The Project Ventnor Group and documentary film-maker Definitive Productions have brought one of New Zealand's great maritime mystery to a close, after 118 years, with the discovery of Chinese goldminers' remains inside what is left of the SS Ventnor, 150 metres below the surface off the Hokianga Harbour heads.
The Project Ventnor Group and Definitive Productions were filming the wreck, using Boxfish's latest underwater ROV (remote-controlled underwater cameras), for the upcoming documentary 'Fallen Leaves,' which refers to the Chinese proverb regarding falling leaves returning to their roots, when the remains were found on May 22.
It would now be possible to return the remains of the miners, who died in New Zealand in the early 20th Century, to their homeland.
The SS Ventnor left Westport in October 1902, carrying the bodies of 501 Chinese men, most of them gold miners, back to China, but sank off the Hokianga Heads after striking a reef off Taranaki. Most of the crew made it ashore, but 13, including the captain, drowned.
The Chinese, who had been buried in in 40 cemeteries in New Zealand, had been disinterred to be sent home so that, according to Chinese culture, their souls could be tended to by their families. The miners, mostly from the Poon Yu county and some in the Jung Seng county of Guangdong province, had paid a dowry to the Chinese New Zealand community group Cheong Sing Tong so they could be returned home to their families when they died.
In some cases money was sent from China to help pay their passage home.
Bones that washed ashore were gathered by Māori and buried alongside their own dead. According to oral tradition, many were interred in the Rāwene cemetery.
In 2012, Project Ventnor chairman John Albert, renowned New Zealand underwater explorer Keith Gordon and former 'NZ Dive' magazine editor Dave Moran, along with cameraman Eruera Morgan, went searching for the Ventnor. They were taken by local Coastguard and fishing charter operators John and Linda Pattinson to an area that they thought could be the resting place of the ship and its ethereal cargo.
Using an echo sounder, Gordon was able to pin-point a large object on the Tasman Sea floor, which he believed might be the wreck.
In 2013 karakia were offered at the site by kaumātua Selwyn Pryor and Maria Albert-Kaio before a remote-operated vehicle was lowered down to the site, images confirming that the SS Ventnor had been found.
In January 2014, reconnaissance divers from the Project Ventnor Group spent about 25 minutes investigating and filming the wreck. Three months later they retrieved some artefacts to prove the wreck was that of the Ventnor. Those artefacts are now at the National Te Papa museum in Wellington. At that stage no evidence of human remains was found.
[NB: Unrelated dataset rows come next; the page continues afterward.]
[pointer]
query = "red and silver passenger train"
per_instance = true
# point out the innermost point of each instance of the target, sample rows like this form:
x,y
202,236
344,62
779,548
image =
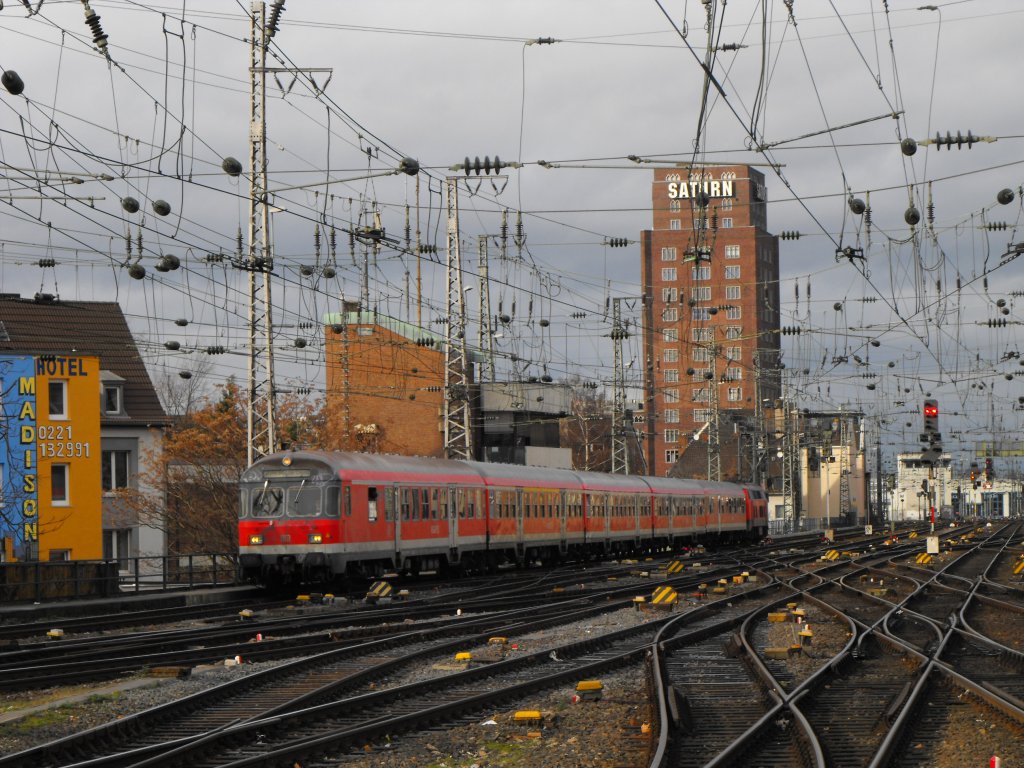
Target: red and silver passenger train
x,y
317,515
Albert said it had taken nine long years, much of that time spent working in dangerous and unforgiving conditions, to get to that point. Everybody connected with the Project Ventnor Group had worked without remuneration, their availability being conditional on getting time off work. Weather and sea conditions where the shipwreck lay also varied considerably, hindering the Group's efforts.
He had since met families of the miners, both in New Zealand and in Poon Yu, but there were many thousands more yet to find. He was anxious to let those descendants know that the remains of their kin had been found, however, and would welcome the opportunity to hear from them.
"The Chinese goldminers had been mistreated, and they died in a foreign country while trying to provide for their families back home," he said.
"Their skills and hard work helped not only with mining, but also the building of infrastructure like roads, bridges, railway lines, as well as market gardening in New Zealand. They are our early pioneers.
"In the documentary 'The Lost Voyage of 499,' people spoke of their desire to find and return their ancestors, and other goldminers, to their homeland. I hope the discovery will help bring closure for all concerned.
"I cannot explain it," he added.
"Call it a spiritual, cultural and humanitarian pull if you like, but after hearing about the sad fate of the miners, and their desire to return home, I have felt a need to help them complete their journey. Lucky for me, within the Project Ventnor Group we have some of the most driven, courageous, risk-taking and caring people on the planet.
"Just as we Māori have lobbied for the return of our kōiwi from museums and collectors from around the world, I feel an obligation to show the goldminers, our early settlers, the same respect and gratitude for their major contribution to our early history."